Truthfully, yes. Sometimes. I do miss the chaos that is the city. The busyness that took place right our window. I miss the hustle and bustle of people watching. And I miss the activities we used to do in the city, like seeing the symphony. But the one thing I miss about the city is ice skating.
Living in Hawaii you can image how many opportunities we get to go ice skating, but in the city there was an ice skating rink. I didn’t go very often, in fact, I remember going about three or four times in the whole eleven years living there, but I think about it often. The elementary school I attended scheduled the year-end field trip at this ice skating rink for the 4th, 5th, and 6th graders. I remember going at the end of my 4th grade year and having a blast.
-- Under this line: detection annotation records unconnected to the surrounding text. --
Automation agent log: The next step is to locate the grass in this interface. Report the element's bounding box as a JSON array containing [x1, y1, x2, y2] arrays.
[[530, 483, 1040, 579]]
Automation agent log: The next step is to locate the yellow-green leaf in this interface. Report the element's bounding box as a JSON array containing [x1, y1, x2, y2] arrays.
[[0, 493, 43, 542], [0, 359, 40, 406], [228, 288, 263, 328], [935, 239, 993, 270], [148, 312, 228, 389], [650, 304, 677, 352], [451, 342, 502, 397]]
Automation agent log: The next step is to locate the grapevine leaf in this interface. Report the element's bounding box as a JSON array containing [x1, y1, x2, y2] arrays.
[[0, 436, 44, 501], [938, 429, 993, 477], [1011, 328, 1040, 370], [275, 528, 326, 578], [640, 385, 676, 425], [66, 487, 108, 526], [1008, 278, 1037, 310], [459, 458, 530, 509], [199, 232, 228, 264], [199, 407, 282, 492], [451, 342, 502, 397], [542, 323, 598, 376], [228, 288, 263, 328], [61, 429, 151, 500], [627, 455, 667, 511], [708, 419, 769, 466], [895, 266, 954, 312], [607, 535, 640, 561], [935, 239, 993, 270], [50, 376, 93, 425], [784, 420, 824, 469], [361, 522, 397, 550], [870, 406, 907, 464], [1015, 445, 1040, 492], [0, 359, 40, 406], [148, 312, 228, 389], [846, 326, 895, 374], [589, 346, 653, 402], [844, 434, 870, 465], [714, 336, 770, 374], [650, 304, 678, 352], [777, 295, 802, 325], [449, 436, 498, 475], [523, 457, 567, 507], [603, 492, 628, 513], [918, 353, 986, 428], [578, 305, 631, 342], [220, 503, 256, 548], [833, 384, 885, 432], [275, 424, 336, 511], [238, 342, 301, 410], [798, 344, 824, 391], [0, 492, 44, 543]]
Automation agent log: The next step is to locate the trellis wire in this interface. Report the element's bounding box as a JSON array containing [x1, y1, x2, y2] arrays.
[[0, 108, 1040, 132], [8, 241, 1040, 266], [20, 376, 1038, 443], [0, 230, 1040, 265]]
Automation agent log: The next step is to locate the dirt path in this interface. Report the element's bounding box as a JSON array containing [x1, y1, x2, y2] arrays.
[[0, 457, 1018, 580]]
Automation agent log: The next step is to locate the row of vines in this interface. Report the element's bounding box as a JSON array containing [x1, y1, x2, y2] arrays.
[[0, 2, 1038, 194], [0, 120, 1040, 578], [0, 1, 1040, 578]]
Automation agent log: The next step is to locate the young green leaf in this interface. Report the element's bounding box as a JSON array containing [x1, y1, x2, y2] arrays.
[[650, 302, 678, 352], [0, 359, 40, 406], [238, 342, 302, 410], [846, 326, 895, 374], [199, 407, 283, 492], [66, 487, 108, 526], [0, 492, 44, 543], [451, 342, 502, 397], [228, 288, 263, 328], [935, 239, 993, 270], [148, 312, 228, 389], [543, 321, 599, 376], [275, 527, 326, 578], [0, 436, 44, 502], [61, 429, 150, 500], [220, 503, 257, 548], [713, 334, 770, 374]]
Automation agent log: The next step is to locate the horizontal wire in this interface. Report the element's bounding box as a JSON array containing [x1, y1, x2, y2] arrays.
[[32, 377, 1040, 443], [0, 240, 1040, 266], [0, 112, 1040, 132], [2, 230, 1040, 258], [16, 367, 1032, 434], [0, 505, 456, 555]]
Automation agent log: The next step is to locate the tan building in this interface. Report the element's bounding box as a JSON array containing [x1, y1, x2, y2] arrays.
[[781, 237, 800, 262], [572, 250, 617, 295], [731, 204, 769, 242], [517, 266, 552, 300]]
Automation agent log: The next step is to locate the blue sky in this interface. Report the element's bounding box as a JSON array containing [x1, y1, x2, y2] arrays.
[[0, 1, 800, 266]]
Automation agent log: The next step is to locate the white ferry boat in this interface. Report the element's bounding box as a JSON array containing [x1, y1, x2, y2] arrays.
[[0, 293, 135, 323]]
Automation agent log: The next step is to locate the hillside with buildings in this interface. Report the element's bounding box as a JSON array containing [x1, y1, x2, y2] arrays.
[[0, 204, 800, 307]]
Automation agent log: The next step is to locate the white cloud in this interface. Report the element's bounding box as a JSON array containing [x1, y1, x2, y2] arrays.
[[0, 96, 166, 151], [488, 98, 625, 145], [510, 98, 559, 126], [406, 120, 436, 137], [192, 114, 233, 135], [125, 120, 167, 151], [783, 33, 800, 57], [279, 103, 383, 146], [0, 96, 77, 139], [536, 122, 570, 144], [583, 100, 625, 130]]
We moved before the end of my 5th grade year and all I can remember is “I’m going to miss the ice skating field trip!” with the second thought being “I’m going to miss doing the May Pole for May Day!,” a whole different story.
But there are some experiences that you can never have if you live in the city. One is camping. You have to drive far to camp in the city and if there’s one thing I really enjoyed when my family moved to the country it was the beach camping, with my entire family–grandparents, cousins, aunts, and uncles. I really enjoyed our yearly camping trip on the opposite end of the island. Another experience you can’t really have while living in the city is the peacefulness you can experience just my sitting in the yard. For one, you wouldn’t really have a yard in the city. For another, peace and quiet you have to really work for when you live in the city. And I think this quiet time is so important to living life, especially when you get older and the stress you experience changes.
So, would you move back? To the city?
I don’t know. I really think I would if I had the opportunity to. However, I don’t think I’d permanently stay.